Technical Abstract: Density functional theory (DFT) has been used to calculate the structures and infrared spectra of glucose and glucose monohydrates. Both the alpha and beta anomers were studied, with all possible combinations of hydroxymethyl rotamer (gg, gt, or tg) and hydroxyl orientation (clockwise or counter-clockwise). A total of 69 glucose monohydrates were studied, representing most of the possible single-donor, single-acceptor complexes. Two monohydrates stand out as being particularly stable relative to the others; these correspond to complexes that require little distortion of the glucose structure in order to accommodate the water molecule. While the alpha anomer is still more stable than the beta anomer at the monohydrate level, the current calculations offer insights into the preference for the beta anomer in solution. The calculated infrared spectrum was studied in the OH stretch region (3300-3800 cm-1). One of the peaks in the spectra produced by the tg rotamers was found to be redshifted by approximately 30 cm-1 relative to its location in the gt and gg rotamers.
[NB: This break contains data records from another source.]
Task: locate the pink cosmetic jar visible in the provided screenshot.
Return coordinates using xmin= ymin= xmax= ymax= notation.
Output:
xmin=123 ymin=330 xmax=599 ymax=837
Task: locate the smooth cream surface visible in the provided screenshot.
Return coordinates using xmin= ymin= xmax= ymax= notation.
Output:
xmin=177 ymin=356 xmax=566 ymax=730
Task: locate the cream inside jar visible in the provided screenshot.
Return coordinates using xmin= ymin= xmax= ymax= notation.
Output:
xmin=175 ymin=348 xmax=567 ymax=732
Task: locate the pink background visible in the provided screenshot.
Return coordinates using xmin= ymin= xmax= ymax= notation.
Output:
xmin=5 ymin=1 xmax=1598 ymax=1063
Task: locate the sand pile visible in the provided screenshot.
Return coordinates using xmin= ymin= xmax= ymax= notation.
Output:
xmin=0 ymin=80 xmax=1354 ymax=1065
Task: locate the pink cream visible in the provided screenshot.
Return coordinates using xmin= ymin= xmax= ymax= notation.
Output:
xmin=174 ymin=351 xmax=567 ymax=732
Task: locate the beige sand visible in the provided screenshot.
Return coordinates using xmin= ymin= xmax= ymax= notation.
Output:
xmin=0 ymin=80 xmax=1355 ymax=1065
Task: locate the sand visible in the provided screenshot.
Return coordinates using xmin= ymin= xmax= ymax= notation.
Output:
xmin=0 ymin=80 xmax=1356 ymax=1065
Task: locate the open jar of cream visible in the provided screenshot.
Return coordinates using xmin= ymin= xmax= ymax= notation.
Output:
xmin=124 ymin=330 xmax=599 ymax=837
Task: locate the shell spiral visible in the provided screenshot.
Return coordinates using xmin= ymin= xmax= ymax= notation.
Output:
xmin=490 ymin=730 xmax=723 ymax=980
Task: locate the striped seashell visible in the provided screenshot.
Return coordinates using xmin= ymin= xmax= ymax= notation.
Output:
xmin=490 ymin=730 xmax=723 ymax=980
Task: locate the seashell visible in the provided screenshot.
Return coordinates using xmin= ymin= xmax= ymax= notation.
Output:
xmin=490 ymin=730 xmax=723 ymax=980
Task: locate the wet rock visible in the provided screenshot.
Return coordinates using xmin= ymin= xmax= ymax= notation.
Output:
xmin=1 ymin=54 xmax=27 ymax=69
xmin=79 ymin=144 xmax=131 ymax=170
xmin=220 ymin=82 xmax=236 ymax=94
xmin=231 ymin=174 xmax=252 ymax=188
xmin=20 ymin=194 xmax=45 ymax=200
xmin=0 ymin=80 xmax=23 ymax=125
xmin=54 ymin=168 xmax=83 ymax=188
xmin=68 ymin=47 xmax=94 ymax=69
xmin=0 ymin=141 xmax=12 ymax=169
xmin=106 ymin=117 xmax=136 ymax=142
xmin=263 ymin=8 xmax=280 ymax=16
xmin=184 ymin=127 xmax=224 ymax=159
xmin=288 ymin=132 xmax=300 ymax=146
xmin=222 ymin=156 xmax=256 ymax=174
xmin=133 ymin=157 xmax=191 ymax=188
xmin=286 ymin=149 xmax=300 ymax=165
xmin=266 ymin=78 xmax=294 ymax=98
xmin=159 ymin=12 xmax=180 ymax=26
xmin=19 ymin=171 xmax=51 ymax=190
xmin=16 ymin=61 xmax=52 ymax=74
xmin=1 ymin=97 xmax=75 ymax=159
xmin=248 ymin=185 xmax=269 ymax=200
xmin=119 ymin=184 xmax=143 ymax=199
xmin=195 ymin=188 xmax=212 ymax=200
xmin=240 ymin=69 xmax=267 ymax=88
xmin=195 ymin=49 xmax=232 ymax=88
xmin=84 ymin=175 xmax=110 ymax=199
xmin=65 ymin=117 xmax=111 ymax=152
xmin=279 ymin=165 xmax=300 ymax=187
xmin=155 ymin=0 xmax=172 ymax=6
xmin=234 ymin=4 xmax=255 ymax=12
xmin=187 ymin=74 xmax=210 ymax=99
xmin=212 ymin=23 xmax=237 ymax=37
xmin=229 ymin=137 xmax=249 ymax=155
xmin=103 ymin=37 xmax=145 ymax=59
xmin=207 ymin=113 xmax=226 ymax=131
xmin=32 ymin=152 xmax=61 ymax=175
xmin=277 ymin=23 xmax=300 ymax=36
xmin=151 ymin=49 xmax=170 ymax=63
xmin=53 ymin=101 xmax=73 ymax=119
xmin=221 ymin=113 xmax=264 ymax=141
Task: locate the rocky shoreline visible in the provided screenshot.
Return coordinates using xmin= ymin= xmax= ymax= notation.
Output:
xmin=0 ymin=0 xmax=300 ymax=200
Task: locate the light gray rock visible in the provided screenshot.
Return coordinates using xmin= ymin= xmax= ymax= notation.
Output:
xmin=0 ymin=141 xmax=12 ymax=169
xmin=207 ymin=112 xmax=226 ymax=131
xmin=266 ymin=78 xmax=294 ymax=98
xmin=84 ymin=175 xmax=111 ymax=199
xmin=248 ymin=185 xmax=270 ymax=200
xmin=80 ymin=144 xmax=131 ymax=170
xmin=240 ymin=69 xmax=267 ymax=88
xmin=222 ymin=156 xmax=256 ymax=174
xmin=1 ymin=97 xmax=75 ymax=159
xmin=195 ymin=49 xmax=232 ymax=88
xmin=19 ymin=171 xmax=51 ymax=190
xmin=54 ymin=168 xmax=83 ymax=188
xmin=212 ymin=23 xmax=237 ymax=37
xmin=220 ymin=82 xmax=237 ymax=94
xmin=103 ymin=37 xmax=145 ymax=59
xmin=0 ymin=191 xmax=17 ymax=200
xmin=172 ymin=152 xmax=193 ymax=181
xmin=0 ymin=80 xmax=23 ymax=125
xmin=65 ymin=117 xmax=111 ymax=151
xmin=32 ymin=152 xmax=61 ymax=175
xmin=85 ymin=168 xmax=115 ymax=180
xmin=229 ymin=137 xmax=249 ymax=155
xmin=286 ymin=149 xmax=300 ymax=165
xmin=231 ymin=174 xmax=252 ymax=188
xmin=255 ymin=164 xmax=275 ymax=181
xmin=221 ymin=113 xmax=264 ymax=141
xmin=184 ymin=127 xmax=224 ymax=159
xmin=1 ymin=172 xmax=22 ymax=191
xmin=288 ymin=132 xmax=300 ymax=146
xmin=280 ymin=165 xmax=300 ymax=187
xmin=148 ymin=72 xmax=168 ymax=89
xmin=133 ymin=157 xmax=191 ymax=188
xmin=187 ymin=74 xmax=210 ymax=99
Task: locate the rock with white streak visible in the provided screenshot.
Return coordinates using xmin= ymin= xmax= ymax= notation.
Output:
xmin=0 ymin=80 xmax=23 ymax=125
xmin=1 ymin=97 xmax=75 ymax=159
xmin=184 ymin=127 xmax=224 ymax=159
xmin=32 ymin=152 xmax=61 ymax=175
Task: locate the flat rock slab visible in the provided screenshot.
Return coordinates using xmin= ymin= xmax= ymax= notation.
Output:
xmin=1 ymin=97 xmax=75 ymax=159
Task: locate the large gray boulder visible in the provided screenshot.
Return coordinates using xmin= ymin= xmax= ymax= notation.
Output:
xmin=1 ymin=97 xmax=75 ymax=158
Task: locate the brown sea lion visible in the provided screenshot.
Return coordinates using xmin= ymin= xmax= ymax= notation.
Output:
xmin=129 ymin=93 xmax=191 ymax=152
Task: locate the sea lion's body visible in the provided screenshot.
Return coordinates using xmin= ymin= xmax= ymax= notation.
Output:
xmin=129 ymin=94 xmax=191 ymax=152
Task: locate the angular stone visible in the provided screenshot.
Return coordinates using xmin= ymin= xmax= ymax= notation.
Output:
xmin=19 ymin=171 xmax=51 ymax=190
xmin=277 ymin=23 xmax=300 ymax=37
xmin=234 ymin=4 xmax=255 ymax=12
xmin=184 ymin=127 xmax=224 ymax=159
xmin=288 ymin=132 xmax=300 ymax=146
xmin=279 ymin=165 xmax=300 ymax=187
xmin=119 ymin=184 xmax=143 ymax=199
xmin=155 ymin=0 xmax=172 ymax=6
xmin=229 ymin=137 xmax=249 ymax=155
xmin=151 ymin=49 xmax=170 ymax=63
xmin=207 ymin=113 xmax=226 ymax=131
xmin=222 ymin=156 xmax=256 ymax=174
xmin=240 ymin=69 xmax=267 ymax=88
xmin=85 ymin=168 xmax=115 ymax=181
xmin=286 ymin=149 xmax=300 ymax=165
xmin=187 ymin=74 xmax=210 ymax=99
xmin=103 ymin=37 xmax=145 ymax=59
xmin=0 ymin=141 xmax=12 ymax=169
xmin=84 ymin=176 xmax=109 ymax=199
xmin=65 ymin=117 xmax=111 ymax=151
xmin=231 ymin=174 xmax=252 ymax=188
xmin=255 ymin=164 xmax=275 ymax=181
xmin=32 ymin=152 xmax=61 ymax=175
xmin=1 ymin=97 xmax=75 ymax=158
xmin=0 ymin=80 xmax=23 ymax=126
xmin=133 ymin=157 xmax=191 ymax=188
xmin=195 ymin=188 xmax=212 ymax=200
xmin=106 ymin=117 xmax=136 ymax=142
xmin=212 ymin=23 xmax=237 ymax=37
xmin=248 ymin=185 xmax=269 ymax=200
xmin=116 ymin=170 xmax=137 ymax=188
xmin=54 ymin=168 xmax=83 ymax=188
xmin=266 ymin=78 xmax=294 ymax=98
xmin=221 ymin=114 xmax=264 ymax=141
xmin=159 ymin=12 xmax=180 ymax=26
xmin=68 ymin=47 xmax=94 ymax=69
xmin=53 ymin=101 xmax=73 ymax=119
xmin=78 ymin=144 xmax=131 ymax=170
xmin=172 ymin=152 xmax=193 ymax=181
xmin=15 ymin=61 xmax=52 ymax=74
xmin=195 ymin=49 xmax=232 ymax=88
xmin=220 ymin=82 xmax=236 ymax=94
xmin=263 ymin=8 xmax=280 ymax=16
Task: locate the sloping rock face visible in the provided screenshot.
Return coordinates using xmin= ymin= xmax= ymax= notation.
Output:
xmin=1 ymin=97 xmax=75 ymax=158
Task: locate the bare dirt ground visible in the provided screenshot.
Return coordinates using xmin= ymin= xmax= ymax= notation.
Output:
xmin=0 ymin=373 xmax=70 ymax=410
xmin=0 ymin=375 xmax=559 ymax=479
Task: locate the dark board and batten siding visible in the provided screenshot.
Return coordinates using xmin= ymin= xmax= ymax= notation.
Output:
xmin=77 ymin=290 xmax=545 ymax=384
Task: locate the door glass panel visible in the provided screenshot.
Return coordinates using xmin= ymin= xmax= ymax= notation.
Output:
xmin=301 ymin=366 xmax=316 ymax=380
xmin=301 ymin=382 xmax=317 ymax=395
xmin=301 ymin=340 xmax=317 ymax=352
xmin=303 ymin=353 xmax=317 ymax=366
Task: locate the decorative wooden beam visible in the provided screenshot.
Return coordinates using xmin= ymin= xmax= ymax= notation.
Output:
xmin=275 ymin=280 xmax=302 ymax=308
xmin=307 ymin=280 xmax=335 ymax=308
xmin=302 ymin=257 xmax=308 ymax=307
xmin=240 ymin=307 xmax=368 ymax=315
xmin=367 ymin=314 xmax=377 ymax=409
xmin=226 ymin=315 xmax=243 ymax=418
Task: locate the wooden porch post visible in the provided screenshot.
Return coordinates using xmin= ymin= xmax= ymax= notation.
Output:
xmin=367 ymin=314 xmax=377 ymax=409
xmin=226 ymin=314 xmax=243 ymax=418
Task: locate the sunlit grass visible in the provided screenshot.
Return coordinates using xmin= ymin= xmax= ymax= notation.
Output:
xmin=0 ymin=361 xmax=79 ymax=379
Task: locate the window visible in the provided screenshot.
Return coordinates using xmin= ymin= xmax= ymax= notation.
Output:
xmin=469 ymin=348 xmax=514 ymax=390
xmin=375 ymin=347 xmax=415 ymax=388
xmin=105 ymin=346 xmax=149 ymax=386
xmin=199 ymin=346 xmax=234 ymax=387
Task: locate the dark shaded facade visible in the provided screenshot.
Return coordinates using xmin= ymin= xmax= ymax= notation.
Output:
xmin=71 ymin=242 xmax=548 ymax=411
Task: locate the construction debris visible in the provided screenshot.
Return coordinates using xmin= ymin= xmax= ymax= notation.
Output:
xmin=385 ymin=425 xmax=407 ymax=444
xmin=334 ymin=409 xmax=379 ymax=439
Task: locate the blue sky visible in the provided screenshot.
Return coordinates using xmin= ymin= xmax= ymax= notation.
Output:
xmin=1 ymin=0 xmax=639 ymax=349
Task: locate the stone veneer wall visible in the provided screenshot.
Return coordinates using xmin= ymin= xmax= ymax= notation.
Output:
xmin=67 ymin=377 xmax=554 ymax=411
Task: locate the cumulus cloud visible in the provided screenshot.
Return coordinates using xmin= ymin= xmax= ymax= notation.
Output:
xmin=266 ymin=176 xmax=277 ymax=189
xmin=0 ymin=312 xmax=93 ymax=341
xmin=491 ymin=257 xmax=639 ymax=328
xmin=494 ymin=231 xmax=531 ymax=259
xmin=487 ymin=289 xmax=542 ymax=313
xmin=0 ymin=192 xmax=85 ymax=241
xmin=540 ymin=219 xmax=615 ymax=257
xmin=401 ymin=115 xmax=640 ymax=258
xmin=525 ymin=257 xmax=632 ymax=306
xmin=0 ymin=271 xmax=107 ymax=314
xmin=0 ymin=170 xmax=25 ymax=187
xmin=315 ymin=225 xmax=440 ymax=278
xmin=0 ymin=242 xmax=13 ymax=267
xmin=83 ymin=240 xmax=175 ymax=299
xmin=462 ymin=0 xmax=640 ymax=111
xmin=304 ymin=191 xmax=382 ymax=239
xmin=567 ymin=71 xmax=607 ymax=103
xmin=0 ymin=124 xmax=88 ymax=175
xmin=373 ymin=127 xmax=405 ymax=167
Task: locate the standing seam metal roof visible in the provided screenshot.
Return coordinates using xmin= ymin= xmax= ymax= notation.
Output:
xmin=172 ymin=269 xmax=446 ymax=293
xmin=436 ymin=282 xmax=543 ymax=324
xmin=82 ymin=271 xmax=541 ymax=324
A second signature redshift (also approximately 30 cm-1) was found to characterize the alpha glucose anomers. In the monohydrates, the water OH stretching motions couple to the glucose vibrations at the hydrogen-bond donor site, giving redshifted peaks characteristic of the glucose-water hydrogen bonds. The extent to which these peaks are conformation-dependent depends strongly on the location of the water molecule. Comparison is made to recent experiments on the OH stretch region of gas-phase monohydrates of glucose derivatives.